La France a toutefois progressé depuis 20 ans, nuancent des élus.
En témoigne la création après Fukushima des Forces d'action rapide nucléaire (Farn), composées de 230 «pompiers du nucléaire». Ce dispositif unique au monde, salué par l'Agence internationale de l'énergie atomique (AIEA), est réparti sur quatre sites: Paluel, le Bugey, Civaux (Vienne) et Dampierre (Loiret).
Depuis 2011, tous les départements doivent avoir leur stock d'iode à distribuer sur tout leur territoire. Dans le Haut-Rhin, par exemple, les lieux de stockage sont multiples. En Moselle, les comprimés sont regroupés à moins de 15 minutes de la centrale de Cattenom. Dans la Manche, en revanche, ils sont près de Saint-Lô, à une heure et demie de route de Flamanville.

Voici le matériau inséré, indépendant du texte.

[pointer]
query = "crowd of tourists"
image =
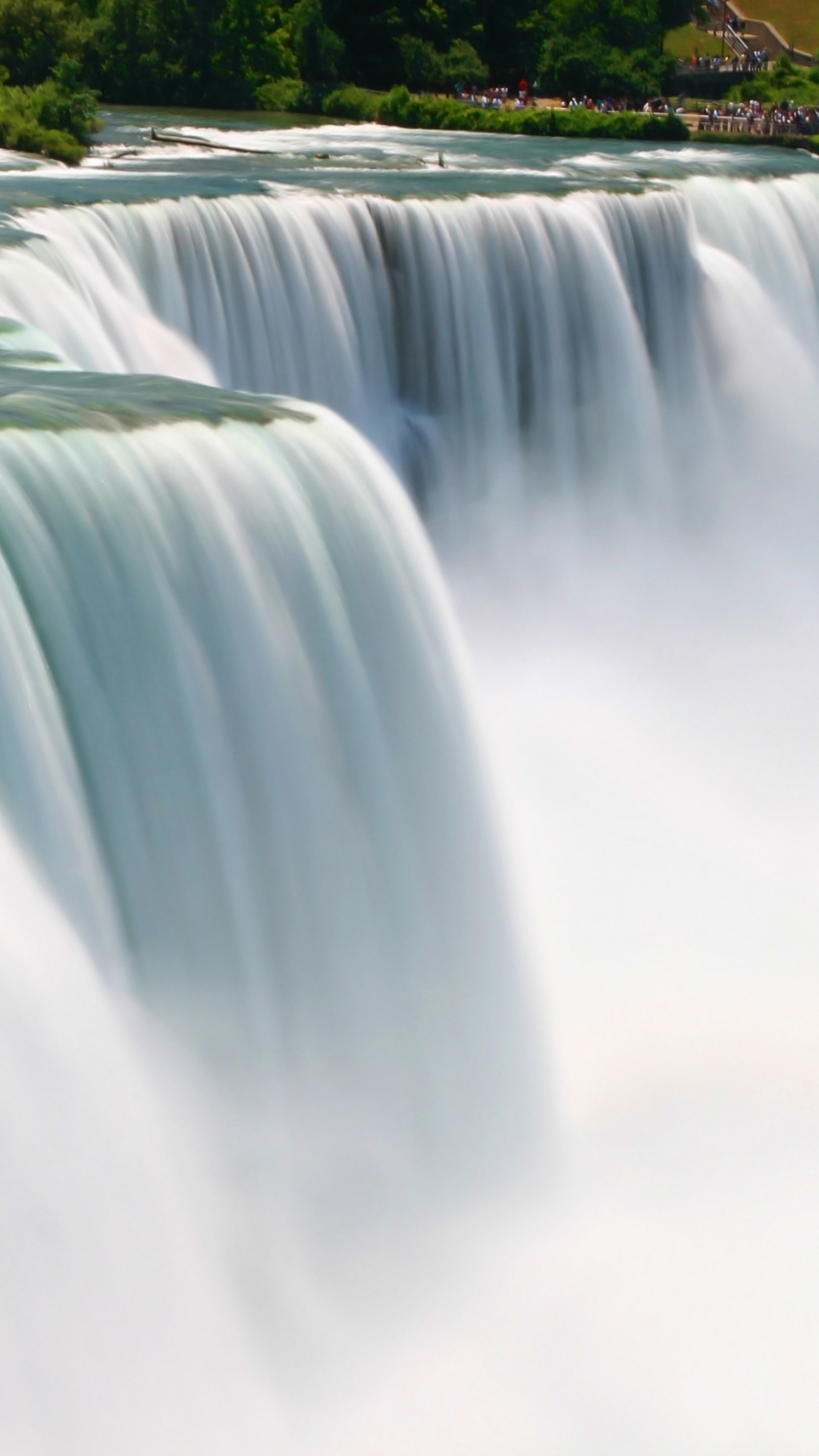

En cas d'accident, une fois les comprimés acheminés dans le canton concerné, il revient aux maires d'avoir une liste de volontaires pour les distribuer. «Les maires en sont pénalement responsables. Ils peuvent se retrouver face à un tribunal comme celui de la Faute-sur-mer», affirme Yannick Rousselet de Greenpeace France. L'ancien maire de cette commune vendéenne a été condamné en décembre à quatre ans de prison ferme pour la mort de 29 personnes lors du passage de la tempête Xynthia en 2010.
Quant à l'Assemblée nationale, elle devrait voter jeudi, sur proposition de l'UMP, la création d'un délit pénal d'intrusion dans les centrales nucléaires, passible d'un an d'emprisonnement, pour s'opposer aux actions des militants antinucléaires.